Take for instance Japanese muskmelon varieties sold in fruit emporiums and high-end markets and famed for their elevated status amongst fruit. The Japanese are champion gift-givers, and this fruit is thought of as the ultimate present. They are grown in customised glass houses, situated in areas exposed to the longest daylight hours, and to top it off, the only fruits that make it to market are often a single fruit harvested from one vine. Yes, that’s one melon per vine.
Three is the magic number but one is the only one that is picked, the other two are kept for seed. A typical vine usually grows seven to 10 melons over its season. This practice is not dissimilar to the best restaurants that serve soufflé, where two or three are made when one is ordered, just in case it fails to rise.
In Australia, we can’t rival the one-fruit-per-vine growing methods, but our access to interesting melon cultivars is improving, as migrant farming populations grow far-flung varieties from regions ranging from Africa to Southern Asia, such as the piel de sapo, gris de rennes and ha’ogen.
These fruits, if grown naturally, are not good stored. You can taste the stored ones straight away, they either have no flavour or they develop an acetone taste akin to nail varnish.
But when you get a good melon, it is like hitting a windfall. And right now is the time.
Ask your fruit grocer where the melons are grown. Calculate the distance, and if they’ve come further than 1000km then chances are, they were picked underripe to get to you.
If melons were harvested at the point of almost ripeness, you should be able to smell them straight away. The skin can look stretched or opaque, the ribbing will be further apart and the fruit should weigh heavy in your hand.
Rock melon varieties fair slightly better when picked underripe, due to their protective netted skin, which shields them as they grow in the field and during transportation.

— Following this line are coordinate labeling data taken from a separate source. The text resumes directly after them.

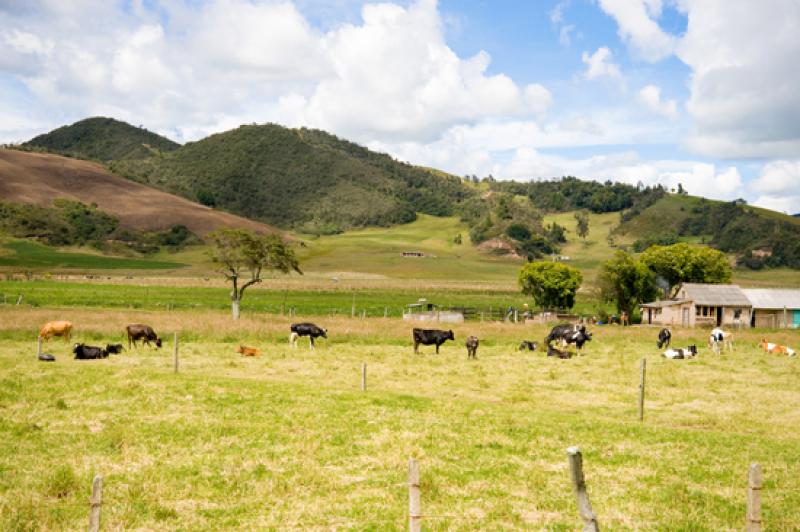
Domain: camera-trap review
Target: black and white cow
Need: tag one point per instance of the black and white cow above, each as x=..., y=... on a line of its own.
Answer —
x=88, y=352
x=431, y=337
x=680, y=354
x=664, y=337
x=306, y=329
x=472, y=347
x=569, y=334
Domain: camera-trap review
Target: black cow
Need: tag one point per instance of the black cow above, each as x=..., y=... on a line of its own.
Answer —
x=145, y=333
x=430, y=337
x=664, y=337
x=114, y=349
x=569, y=334
x=88, y=352
x=472, y=347
x=306, y=329
x=553, y=352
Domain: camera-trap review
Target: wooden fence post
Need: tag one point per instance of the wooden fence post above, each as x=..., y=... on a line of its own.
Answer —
x=363, y=376
x=754, y=499
x=175, y=356
x=95, y=503
x=414, y=504
x=641, y=390
x=579, y=484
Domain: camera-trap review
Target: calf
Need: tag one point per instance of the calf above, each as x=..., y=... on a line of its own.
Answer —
x=664, y=337
x=306, y=329
x=145, y=333
x=775, y=348
x=680, y=354
x=472, y=347
x=431, y=337
x=88, y=352
x=248, y=351
x=56, y=328
x=527, y=345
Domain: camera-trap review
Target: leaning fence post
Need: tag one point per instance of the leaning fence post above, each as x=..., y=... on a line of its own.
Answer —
x=641, y=390
x=175, y=356
x=754, y=499
x=95, y=503
x=579, y=484
x=414, y=505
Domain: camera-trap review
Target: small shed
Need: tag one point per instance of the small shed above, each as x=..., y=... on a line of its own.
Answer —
x=774, y=307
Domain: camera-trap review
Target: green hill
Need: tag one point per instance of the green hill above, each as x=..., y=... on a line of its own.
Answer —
x=102, y=139
x=298, y=178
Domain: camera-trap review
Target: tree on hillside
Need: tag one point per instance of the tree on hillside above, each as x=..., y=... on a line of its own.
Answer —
x=582, y=228
x=682, y=263
x=552, y=285
x=243, y=255
x=627, y=282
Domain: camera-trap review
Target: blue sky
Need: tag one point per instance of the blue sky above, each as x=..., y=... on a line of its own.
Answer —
x=697, y=92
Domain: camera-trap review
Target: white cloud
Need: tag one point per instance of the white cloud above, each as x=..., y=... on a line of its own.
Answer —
x=650, y=96
x=600, y=64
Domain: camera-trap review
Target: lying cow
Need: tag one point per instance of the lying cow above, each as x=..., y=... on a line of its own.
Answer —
x=569, y=334
x=431, y=337
x=56, y=328
x=88, y=352
x=306, y=329
x=680, y=354
x=145, y=333
x=472, y=347
x=527, y=345
x=776, y=348
x=664, y=337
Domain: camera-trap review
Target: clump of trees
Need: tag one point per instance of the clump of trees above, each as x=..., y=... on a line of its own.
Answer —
x=552, y=285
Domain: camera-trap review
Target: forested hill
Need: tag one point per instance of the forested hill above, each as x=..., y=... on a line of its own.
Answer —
x=298, y=178
x=102, y=139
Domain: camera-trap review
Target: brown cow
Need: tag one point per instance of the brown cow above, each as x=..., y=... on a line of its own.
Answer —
x=56, y=328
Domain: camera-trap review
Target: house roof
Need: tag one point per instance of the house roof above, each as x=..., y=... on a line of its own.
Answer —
x=727, y=295
x=773, y=298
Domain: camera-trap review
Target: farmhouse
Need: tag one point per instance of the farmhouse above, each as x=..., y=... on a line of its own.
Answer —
x=704, y=305
x=774, y=308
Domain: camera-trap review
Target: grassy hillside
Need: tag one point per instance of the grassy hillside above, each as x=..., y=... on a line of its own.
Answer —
x=102, y=139
x=298, y=178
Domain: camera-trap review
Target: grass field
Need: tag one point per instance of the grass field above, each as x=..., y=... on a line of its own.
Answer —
x=288, y=441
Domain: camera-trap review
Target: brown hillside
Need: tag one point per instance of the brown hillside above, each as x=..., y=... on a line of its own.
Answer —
x=39, y=179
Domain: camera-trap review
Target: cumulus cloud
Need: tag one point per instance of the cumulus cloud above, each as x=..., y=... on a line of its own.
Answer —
x=650, y=97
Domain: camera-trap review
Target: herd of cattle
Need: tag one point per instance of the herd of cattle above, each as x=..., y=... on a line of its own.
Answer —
x=564, y=335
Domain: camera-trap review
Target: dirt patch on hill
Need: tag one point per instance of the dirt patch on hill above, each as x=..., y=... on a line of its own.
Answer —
x=40, y=178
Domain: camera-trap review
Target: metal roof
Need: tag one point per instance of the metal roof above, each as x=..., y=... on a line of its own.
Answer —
x=724, y=295
x=773, y=298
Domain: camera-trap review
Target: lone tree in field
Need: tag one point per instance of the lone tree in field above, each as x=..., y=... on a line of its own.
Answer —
x=552, y=285
x=582, y=227
x=243, y=255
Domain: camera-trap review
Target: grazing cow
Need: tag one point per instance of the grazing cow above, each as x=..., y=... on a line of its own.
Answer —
x=472, y=347
x=527, y=345
x=680, y=354
x=56, y=328
x=569, y=334
x=664, y=337
x=718, y=338
x=431, y=337
x=114, y=349
x=306, y=329
x=145, y=333
x=553, y=352
x=775, y=348
x=88, y=352
x=248, y=351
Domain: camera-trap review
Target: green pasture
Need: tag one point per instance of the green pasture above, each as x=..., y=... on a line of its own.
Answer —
x=288, y=440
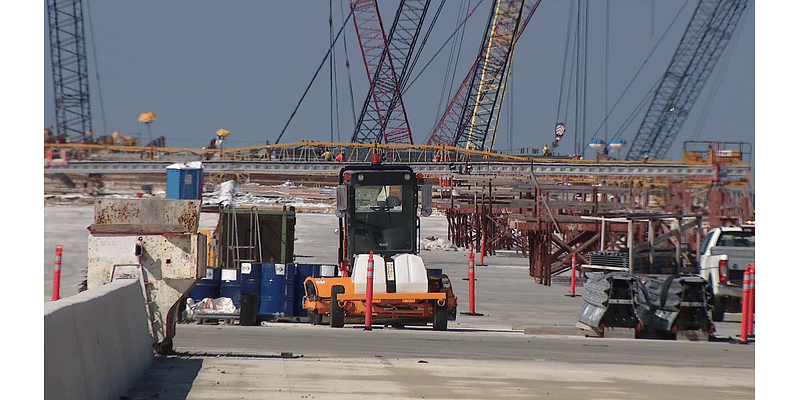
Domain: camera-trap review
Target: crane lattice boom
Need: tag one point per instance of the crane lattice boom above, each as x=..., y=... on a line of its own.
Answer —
x=472, y=115
x=701, y=46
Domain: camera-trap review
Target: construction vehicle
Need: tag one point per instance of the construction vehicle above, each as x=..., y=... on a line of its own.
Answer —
x=724, y=254
x=378, y=225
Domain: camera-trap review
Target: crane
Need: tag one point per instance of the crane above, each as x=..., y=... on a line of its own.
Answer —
x=708, y=33
x=383, y=117
x=70, y=70
x=473, y=113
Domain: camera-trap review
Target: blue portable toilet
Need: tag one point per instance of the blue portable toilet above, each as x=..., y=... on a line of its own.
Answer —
x=277, y=289
x=185, y=181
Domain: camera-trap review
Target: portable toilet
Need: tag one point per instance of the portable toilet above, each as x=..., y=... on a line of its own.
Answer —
x=185, y=181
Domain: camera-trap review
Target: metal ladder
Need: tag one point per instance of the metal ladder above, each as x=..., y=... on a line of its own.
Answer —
x=238, y=252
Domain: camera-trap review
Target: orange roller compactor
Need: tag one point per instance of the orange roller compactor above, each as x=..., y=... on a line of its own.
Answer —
x=378, y=208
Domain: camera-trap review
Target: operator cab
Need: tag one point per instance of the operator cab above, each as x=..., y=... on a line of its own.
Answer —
x=377, y=210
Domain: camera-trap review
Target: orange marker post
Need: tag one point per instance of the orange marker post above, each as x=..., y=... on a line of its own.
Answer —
x=368, y=306
x=57, y=274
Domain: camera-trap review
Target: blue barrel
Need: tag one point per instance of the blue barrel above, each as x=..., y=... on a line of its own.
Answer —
x=207, y=287
x=277, y=289
x=231, y=285
x=251, y=278
x=302, y=272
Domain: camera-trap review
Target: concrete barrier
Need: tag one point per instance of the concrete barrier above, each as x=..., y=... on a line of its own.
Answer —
x=96, y=344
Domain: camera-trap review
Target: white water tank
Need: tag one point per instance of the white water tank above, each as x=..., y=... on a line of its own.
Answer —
x=410, y=274
x=360, y=274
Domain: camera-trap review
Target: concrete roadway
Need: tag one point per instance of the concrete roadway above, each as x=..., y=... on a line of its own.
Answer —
x=479, y=357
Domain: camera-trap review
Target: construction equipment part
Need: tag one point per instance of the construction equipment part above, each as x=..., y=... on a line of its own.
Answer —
x=708, y=33
x=70, y=71
x=377, y=207
x=156, y=242
x=472, y=115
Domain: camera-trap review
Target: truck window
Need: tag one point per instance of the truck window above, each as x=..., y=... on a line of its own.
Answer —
x=737, y=239
x=383, y=221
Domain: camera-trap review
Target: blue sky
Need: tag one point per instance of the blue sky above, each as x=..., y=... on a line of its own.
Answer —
x=203, y=65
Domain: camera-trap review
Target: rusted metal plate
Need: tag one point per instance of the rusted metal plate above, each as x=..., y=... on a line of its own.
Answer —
x=153, y=212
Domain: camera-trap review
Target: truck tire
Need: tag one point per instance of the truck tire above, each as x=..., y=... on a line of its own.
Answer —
x=440, y=315
x=718, y=310
x=314, y=318
x=337, y=313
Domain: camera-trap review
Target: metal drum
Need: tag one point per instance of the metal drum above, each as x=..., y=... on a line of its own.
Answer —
x=251, y=278
x=277, y=290
x=206, y=287
x=231, y=285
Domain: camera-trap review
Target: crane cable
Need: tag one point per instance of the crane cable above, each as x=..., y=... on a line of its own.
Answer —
x=559, y=114
x=450, y=70
x=444, y=44
x=322, y=63
x=715, y=85
x=96, y=69
x=347, y=66
x=641, y=68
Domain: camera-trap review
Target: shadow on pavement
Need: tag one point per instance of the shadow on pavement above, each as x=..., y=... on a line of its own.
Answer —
x=169, y=377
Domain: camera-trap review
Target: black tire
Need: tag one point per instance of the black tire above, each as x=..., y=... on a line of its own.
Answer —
x=718, y=310
x=337, y=313
x=314, y=318
x=440, y=315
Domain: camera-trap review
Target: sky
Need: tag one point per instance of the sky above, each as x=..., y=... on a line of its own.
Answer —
x=243, y=66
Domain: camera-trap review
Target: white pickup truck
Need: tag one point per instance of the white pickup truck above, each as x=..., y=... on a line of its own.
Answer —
x=724, y=253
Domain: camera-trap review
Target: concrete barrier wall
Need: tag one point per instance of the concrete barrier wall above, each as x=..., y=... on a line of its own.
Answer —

They can sit on your kitchen bench until their perfume develops.
If you open a melon and it is a dud, sadly there is no salvaging it – it won’t ripen further. So do as the Thais do and turn it into a steamed melon pudding, for which you’ll find the recipe below. It is quite delicious – especially if you have pandan leaves and coconut cream drizzle to gussy it up.
If you’ve cut one that is merely meh, you can improve it exponentially by wrapping prosciutto around it, or slicing it up and serving it in a salad with burrata. The old adage that you can improve most things with bacon and fat is in this case true!
And if you have hit the jackpot and managed to find yourself an ambrosial melon, do nothing to it. Eat it as is … maybe with a little salt.
Khanom dtaeng – steamed melon and grated coconut cakes
1 muskmelon approx 500g, deseeded, peeled and cut into small pieces
250g rice flour
150g either tapioca/arrowroot/cassava flour, any of these flours will work
100g sugar
1tsp sea salt
700g coconut milk
2 knotted pandan leaves, smacked and knotted
1½ cups packed grated mature coconut
Place muskmelon, sugar, salt and pandan into a mixing bowl and let it sit to macerate for a couple of hours, covered with a tea towel on the kitchen bench.
After a couple of hours, add the rice flour and tapioca (or other flour) and, using your hands, mix and mush all the ingredients until it is a lovely slippery mess. Make sure to keep the pandan leaves intact, as you will need to take out the leaves in the steaming process.
Add the coconut milk and mix until well incorporated then pass through a sieve. Pour into a loaf pan, or if you are feeling fancy line some muffin tins with ducasse banana leaves and pour the mixture into those.
Scatter with grated mature coconuts and steam for 20-30 minutes until the pudding is slightly firm, but not too firm otherwise it will be too bouncy and chewy.
The texture should be yielding and the fragrance out of this world.